Quando si riesce a intravedere l’inanità di tutto costruire sistemi dalla ferrea coerenza interna appare come qualcosa d’insensato. Meglio seguire la propria fisiologia quindi, lasciarsi andare al frammentario (avrebbe forse senso resistere?), diventare il «segretario delle proprie sensazioni». Gli stessi sviluppi della scienza sembrano dare ragione a Cioran, la termodinamica mostra senza tema di smentita come tutto sia in qualche modo «in perdita», l’entropia vincerà e noi possiamo solo tentare di ritardarne l’inevitabile trionfo, la fisica delle particelle ci presenta la materia come essenzialmente vuota, la meccanica quantistica poi ha mostrato non solo come niente sia certo inserendo nel cuore della natura elementi probabilistici immanenti all’esserci stesso dell’universo ma anche che tutto è, per l’appunto «quantizzato» ossia letteralmente frammentato; Carlo Rovelli sostiene che persino lo spazio-tempo non sia qualcosa di continuo ma che sia composto di minuscoli grani, e le ricerche più recenti in ambito neuroscientifico stanno mettendo in dubbio una concezione per così dire «forte» della coscienza, del libero arbitrio («sento che sono libero ma so che non lo sono» ammonisce il pensatore transilvano) e dell’io. Insomma, mi pare che in una temperie culturale di questo genere il solo modo di ottenere qualche atomo di verità (con iniziale rigorosamente minuscola) sia affidarsi al frammento, all’illuminazione improvvisa di un angusto «quanto di spazio-tempo». Mi vengono in mente quei giochi per bambini in cui si deve inserire oggetti di differenti forme nei corretti alloggiamenti, ebbene il pensiero sistematico talvolta sembra voler forzare il quadrato a entrare nella buca a forma di stella, lo trovo rigido, inadatto a cogliere l’intrinseca contraddittorietà del mondo. Solo i cadaveri sono coerenti!
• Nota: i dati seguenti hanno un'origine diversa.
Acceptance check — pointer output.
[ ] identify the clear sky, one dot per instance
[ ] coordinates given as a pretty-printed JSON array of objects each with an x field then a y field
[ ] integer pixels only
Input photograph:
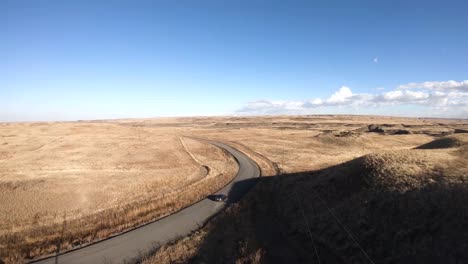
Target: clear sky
[{"x": 68, "y": 60}]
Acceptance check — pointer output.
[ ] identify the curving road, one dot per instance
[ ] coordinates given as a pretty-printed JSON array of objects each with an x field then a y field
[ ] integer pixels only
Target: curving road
[{"x": 126, "y": 247}]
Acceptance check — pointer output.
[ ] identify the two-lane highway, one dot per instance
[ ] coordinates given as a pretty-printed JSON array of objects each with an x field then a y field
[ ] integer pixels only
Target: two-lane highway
[{"x": 128, "y": 246}]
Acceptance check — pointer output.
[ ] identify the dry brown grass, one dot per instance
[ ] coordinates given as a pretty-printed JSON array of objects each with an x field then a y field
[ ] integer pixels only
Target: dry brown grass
[
  {"x": 131, "y": 170},
  {"x": 94, "y": 180},
  {"x": 355, "y": 171}
]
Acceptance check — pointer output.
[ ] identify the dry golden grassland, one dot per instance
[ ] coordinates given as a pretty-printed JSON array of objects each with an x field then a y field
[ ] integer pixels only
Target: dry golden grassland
[
  {"x": 391, "y": 180},
  {"x": 96, "y": 179},
  {"x": 71, "y": 183}
]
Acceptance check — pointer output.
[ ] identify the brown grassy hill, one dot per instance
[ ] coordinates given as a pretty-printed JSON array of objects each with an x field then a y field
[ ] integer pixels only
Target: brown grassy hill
[{"x": 405, "y": 206}]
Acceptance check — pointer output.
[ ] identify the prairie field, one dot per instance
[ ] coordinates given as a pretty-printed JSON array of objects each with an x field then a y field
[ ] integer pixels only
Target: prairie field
[
  {"x": 65, "y": 184},
  {"x": 398, "y": 185},
  {"x": 111, "y": 175}
]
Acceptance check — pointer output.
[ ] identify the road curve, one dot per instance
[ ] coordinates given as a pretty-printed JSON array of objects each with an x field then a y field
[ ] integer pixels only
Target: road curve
[{"x": 126, "y": 247}]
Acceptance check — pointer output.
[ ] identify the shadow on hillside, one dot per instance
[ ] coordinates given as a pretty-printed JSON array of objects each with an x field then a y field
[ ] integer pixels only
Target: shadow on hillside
[{"x": 287, "y": 218}]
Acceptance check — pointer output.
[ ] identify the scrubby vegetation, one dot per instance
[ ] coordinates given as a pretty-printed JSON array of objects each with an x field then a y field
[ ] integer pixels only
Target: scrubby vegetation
[{"x": 406, "y": 206}]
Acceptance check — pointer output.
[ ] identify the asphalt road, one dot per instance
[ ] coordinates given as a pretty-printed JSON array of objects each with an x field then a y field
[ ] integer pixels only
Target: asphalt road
[{"x": 126, "y": 247}]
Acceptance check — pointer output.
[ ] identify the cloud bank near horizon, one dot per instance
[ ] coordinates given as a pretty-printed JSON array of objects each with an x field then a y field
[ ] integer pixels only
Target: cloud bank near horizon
[{"x": 438, "y": 99}]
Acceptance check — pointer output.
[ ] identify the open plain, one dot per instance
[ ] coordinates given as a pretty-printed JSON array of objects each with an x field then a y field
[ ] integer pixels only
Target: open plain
[{"x": 65, "y": 184}]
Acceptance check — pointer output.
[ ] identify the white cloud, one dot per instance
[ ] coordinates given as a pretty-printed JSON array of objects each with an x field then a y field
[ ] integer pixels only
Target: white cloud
[
  {"x": 340, "y": 96},
  {"x": 438, "y": 86},
  {"x": 449, "y": 98}
]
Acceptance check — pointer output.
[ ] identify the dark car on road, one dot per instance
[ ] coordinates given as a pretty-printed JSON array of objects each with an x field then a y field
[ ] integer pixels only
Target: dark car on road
[{"x": 218, "y": 197}]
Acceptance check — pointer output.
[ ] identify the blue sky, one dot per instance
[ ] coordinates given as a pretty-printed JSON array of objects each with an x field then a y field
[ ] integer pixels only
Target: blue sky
[{"x": 68, "y": 60}]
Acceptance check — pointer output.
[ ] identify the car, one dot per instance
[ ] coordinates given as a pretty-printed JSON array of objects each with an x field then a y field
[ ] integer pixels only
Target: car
[{"x": 218, "y": 197}]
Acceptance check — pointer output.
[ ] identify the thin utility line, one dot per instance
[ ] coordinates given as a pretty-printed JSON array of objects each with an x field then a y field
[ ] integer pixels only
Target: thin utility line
[
  {"x": 344, "y": 227},
  {"x": 308, "y": 227}
]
Gli ultimi anni della vita di Cioran sono stati caratterizzati dal ‘silenzio editoriale’, eppure la capacità espressiva della parola si potenzia.
Quali sono le ragioni per cui reputa la sua «parola inzuppata di silenzio»?

«Parola inzuppata di silenzio» è un’illuminante espressione di Edmond Jabès che mi è subito apparsa capace di descrivere la potenza della parola cioraniana. Io credo, ma qui naturalmente siamo nel campo delle mie illazioni, che il Privatdenker di Răşinari, nel suo rincorrere il «silenzio melodioso» (l’ossimoro, altra «trappola retorica per atomi di verità») verso cui nutre un’inconsolabile nostalgia come manifestazione del «tempo prima del tempo», ossia di un tempo non ancora contaminato dalla «caduta», anteriore allo «scandalo della creazione», abbia avuto la capacità, attraverso un paziente e meditato lavoro di scavo, di rendere porose le sue parole allo scopo di iniettarvi generose porzioni di questo «salvifico mutismo». Il paradossale effetto che quest’operazione di scavatura ha sortito è stato quello di rendere le parole straordinariamente efficaci, le parole sono diventate potenti mediante un’opera di apparente indebolimento. Il «silenzio melodioso» conserva infatti la pluripotenzialità del «tempo anteriore al tempo» e a esso si deve l’asintotico avvicinamento della parola cioraniana all’ideale del «concepire un pensiero, un solo e unico pensiero, ma che mandasse in frantumi l’universo». Cioran a mio parere cerca un impossibile ritorno al «silenzio melodioso» e a quel tempo non funesto proprio attraverso la paradossale inserzione del silenzio all’interno delle sue parole. È evidente che l’operazione non può davvero riuscire, l’impossibilità rimane inaggirabile e tuttavia nel mettere in atto tale manovra egli ottiene un effetto terapeutico per sé e per i lettori che riescano a stabilire una connessione autentica con lui. Da qui quel sentimento di complicità cui ho fatto cenno e quel senso di amicizia che provo nei suoi confronti.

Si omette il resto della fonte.